Empathy through Experience Maps

Myles Clemones
3 min readDec 6, 2016

Considerable amounts of time, money and resource is put into designing individual touchpoints for customers, yet often the experience across all touchpoints and how they interconnect is lost, resulting in key moments in the journey going unnoticed. The process of experience mapping helps uncover these key moments or pain points for customers, and provides insight into how they can be designed for.

An experience map is an effective tool that showcases customer interactions across an often complex journey with a product or service. It helps articulate research and make sense of multi-channel customer experiences and the context in which the experiences take place. It also enables multi-disciplinary teams and stakeholders to view the interactions through a customer lens rather than one of a technical or individual point of view.

The experience map is also a great empathy building artefact by enabling experiences to be viewed over time, not just at any one point in the journey. A single good experience is quickly forgotten when followed by a miserable one. The map should illustrate user expectations, motivations and behaviours over time in the journey, which when designed for can be a key differentiator in an increasingly competitive landscape.

Ideally, a map should be a culmination of quantitative and qualitative research. The primary method of research used to generate insights for your map should be from conversations with real customers who can draw on their experiences, feelings and expectations.
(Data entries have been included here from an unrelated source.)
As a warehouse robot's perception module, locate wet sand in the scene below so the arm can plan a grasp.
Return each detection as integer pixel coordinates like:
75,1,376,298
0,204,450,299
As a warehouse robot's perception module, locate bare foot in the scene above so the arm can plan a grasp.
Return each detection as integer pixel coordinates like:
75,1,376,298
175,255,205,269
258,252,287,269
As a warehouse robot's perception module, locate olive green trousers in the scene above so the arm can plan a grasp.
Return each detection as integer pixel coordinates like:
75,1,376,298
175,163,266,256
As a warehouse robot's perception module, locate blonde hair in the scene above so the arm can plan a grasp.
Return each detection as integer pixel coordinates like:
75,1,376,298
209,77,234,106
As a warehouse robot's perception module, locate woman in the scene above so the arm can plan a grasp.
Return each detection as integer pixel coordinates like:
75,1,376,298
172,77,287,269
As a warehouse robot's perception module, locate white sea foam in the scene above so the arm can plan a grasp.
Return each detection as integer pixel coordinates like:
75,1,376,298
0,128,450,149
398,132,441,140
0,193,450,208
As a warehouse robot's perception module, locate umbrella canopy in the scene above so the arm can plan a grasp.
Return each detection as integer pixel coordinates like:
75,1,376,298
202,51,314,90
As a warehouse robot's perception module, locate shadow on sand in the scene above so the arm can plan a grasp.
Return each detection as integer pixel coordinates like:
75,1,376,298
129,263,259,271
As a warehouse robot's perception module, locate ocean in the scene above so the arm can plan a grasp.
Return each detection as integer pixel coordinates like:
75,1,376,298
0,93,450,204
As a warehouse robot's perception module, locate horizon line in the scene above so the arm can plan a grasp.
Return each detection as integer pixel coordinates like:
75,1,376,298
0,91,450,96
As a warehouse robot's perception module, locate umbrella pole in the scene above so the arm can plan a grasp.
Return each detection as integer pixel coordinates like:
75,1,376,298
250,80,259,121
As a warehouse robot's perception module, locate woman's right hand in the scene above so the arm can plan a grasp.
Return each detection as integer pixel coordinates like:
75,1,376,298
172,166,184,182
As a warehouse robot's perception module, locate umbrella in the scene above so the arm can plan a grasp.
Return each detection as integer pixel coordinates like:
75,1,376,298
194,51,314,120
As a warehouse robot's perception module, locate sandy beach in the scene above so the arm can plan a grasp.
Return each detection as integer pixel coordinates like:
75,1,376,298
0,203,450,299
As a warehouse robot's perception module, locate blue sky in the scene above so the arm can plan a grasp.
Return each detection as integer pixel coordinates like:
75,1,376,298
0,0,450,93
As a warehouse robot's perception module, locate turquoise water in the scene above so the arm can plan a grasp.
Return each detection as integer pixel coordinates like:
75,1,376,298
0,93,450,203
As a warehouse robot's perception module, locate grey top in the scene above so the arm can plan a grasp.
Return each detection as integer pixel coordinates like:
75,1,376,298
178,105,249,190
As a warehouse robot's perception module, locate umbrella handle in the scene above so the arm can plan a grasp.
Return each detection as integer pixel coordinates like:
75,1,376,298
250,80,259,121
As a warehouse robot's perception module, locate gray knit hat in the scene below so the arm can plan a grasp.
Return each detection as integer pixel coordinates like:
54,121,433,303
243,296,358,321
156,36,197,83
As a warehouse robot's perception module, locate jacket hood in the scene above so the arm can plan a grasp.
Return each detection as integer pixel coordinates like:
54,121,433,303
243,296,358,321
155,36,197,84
Think of the map as giving legs to the research and enabling it to come to life through a single, engaging infographic. It should clearly represent the research and tell a compelling story. The key is to articulate the emotional journey people are experiencing and what their behaviours are in response to these emotions.

Place the map on a wall for passers-by, or use as focal point for those war room discussions. It’s surprising how a single artefact can tell such a compelling story highlighting the high and low points for users, and what their needs are at specific points in the journey. Make sure the map is seen by as many of the employees associated with the product as possible. A large poster size print serves as a great tool when integrating customer experience practise across the business, regardless of the department.

As with all types of research, there’s a time and place for experience maps. Often smaller parts of a comprehensive journey might need to be mapped individually such as the onboarding process or returning a product, or these could be articulated within in a larger map encompassing the full lifecycle of the customer experience.

Ultimately, it’s a tool to help understand people and design experiences for them.